Problem
Given an integer n, return **the number of strings of length *n* that consist only of vowels (a, e, i, o, u) and are lexicographically sorted.**
A string s is lexicographically sorted if for all valid i, s[i] is the same as or comes before s[i+1] in the alphabet.
Example 1:
Input: n = 1
Output: 5
Explanation: The 5 sorted strings that consist of vowels only are ["a","e","i","o","u"].
Example 2:
Input: n = 2
Output: 15
Explanation: The 15 sorted strings that consist of vowels only are
["aa","ae","ai","ao","au","ee","ei","eo","eu","ii","io","iu","oo","ou","uu"].

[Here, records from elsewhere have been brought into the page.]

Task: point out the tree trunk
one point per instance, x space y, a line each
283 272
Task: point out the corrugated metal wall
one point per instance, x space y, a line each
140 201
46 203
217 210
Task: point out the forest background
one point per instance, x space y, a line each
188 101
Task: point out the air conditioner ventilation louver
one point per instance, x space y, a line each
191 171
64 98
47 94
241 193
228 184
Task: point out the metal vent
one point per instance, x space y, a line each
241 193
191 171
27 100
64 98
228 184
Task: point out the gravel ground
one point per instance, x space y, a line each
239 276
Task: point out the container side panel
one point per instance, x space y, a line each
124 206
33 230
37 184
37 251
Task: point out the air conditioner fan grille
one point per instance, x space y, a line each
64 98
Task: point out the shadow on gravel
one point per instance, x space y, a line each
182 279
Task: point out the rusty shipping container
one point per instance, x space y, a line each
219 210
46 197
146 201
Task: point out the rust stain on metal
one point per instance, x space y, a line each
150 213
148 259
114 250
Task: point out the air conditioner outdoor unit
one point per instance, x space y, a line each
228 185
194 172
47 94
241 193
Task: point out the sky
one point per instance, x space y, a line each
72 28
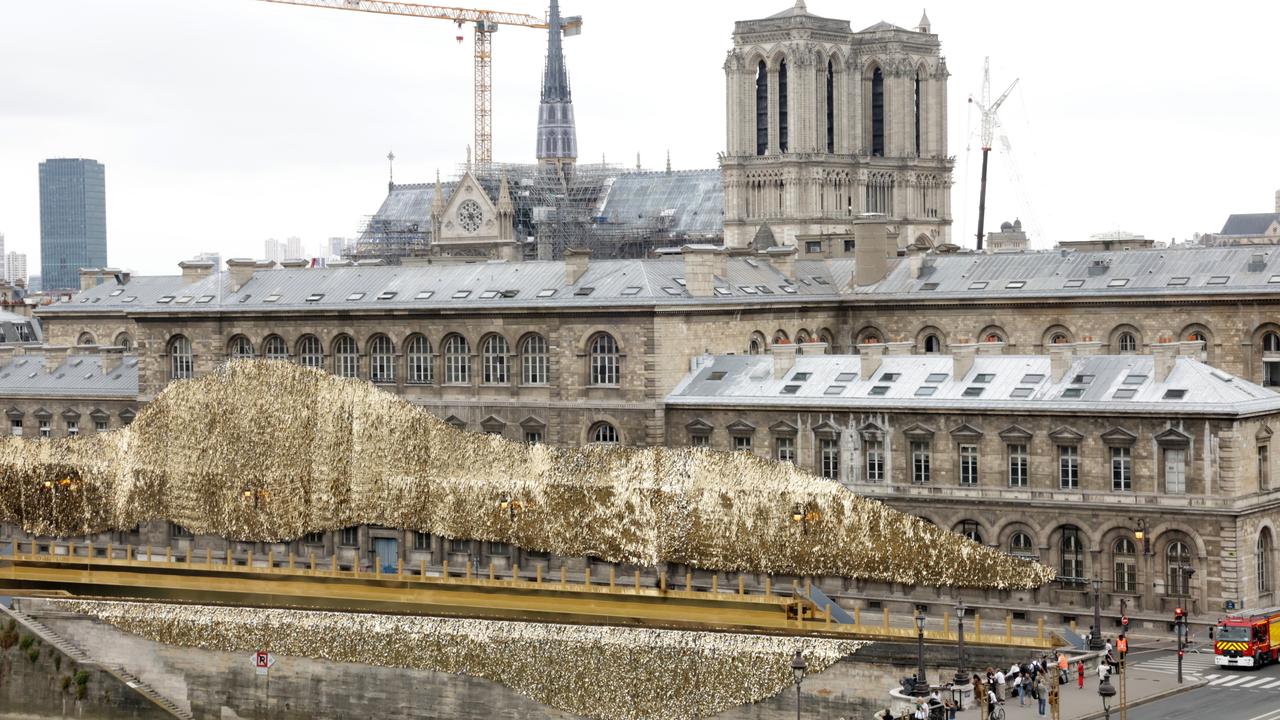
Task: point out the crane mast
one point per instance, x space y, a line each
990 121
484 22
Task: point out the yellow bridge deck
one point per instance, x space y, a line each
612 601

Note that "ea" is not a valid string since 'e' comes after 'a' in the alphabet.
Example 3:
Input: n = 33
Output: 66045
Constraints:
1 <= n <= 50
Solution (Java)
class Solution {
public int countVowelStrings(int n) {
if (n == 1) {
return 5;
}
int[] arr = new int[] {1, 1, 1, 1, 1};
int sum = 5;
for (int i = 2; i <= n; i++) {
int[] copy = new int[5];
for (int j = 0; j < arr.length; j++) {
if (j == 0) {
copy[j] = sum;
} else {
copy[j] = copy[j - 1] - arr[j - 1];
}
}
arr = Arrays.copyOf(copy, 5);
sum = 0;
for (int k : arr) {
sum += k;
}
}
return sum;
}
}
Explain:
nope.
Complexity:
- Time complexity : O(n).
- Space complexity : O(n).